Friday, December 02, 2011

Prepare for the person, not the event

Listen to the Sunday podcast about the 2nd Sunday in Advent:


My favorite thoughts:
  • We should be eager to be without blemish, we should be prepared for that coming. That's what Advent is preparing us to do, to prepare our own hearts, to prepare our own minds for what's going to take place when Jesus comes, not just as a baby, not just when Jesus comes again at the end of time, but when Jesus comes into your life this week.
  • They were trying to prepare for an event, John the Baptist was trying to prepare them for a person. How many of us have gotten trapped in this already, during this Advent season, where we've been preparing for the event?

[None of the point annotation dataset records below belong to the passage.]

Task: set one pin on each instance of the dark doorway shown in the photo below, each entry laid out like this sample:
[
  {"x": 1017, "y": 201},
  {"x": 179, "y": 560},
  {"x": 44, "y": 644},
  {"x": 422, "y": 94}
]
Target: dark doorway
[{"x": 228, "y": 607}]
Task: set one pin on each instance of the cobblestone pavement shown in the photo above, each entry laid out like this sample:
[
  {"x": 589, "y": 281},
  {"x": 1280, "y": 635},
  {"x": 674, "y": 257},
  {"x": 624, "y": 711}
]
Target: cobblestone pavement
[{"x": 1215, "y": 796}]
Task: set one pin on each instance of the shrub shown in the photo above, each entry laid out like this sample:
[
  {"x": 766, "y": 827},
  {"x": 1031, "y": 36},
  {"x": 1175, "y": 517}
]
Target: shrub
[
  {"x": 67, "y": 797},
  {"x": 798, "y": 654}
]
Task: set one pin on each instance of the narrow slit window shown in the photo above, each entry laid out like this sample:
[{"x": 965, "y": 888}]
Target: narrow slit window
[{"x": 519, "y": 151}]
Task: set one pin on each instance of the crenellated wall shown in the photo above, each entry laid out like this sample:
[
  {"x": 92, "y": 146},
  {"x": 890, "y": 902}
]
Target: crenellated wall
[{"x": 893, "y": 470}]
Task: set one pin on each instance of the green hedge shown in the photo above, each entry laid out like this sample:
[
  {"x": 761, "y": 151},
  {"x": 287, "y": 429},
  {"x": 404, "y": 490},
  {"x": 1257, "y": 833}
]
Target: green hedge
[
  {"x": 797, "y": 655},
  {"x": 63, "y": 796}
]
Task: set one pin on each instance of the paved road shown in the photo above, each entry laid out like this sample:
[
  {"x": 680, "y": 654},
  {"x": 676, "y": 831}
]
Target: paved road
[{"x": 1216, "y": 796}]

Maybe you've been online shopping, maybe you've been looking around, maybe you've been setting up and decorating the house, and certainly none of these things are terrible because they're all part of how we enter into Christ's birthday.
  • But if we are more concerned with the event than the person...if we're preparing our houses and our lives for the event when family comes over and we exchange gifts and we do this and that, rather than the person, who's crashing into our presence at that Christmas mass, who's crashing into our presence every single day through the sacraments, through the Word and one another... if we're preparing for the event and not the person we've missed the boat.
  • You and I should have an urgent desire for Christ to be within us, among us and King of us once again. We should have an urgency to encounter Jesus everyday in prayer, in reading the readings, in going to the Eucharist. We should have this urgent desire in our hearts for Christ to come back TODAY, for us to be with him forever TODAY. And if that urgency isn't there, that could mean there's sin that we need to reconcile. If it's not there, it's not because of something God's done. It might mean that we really need to make room for prayer again, that we need to eliminate that clutter and prepare more than our homes, but our hearts, for the coming Messiah.
  • We should be thankful for John the Baptist and for all those that God sends into our lives, all those holy and heroic men and women, whose lives proclaim the greatness of God, whose lives act like huge arrows pointing to the reality of Jesus Christ. Thank those people in our lives.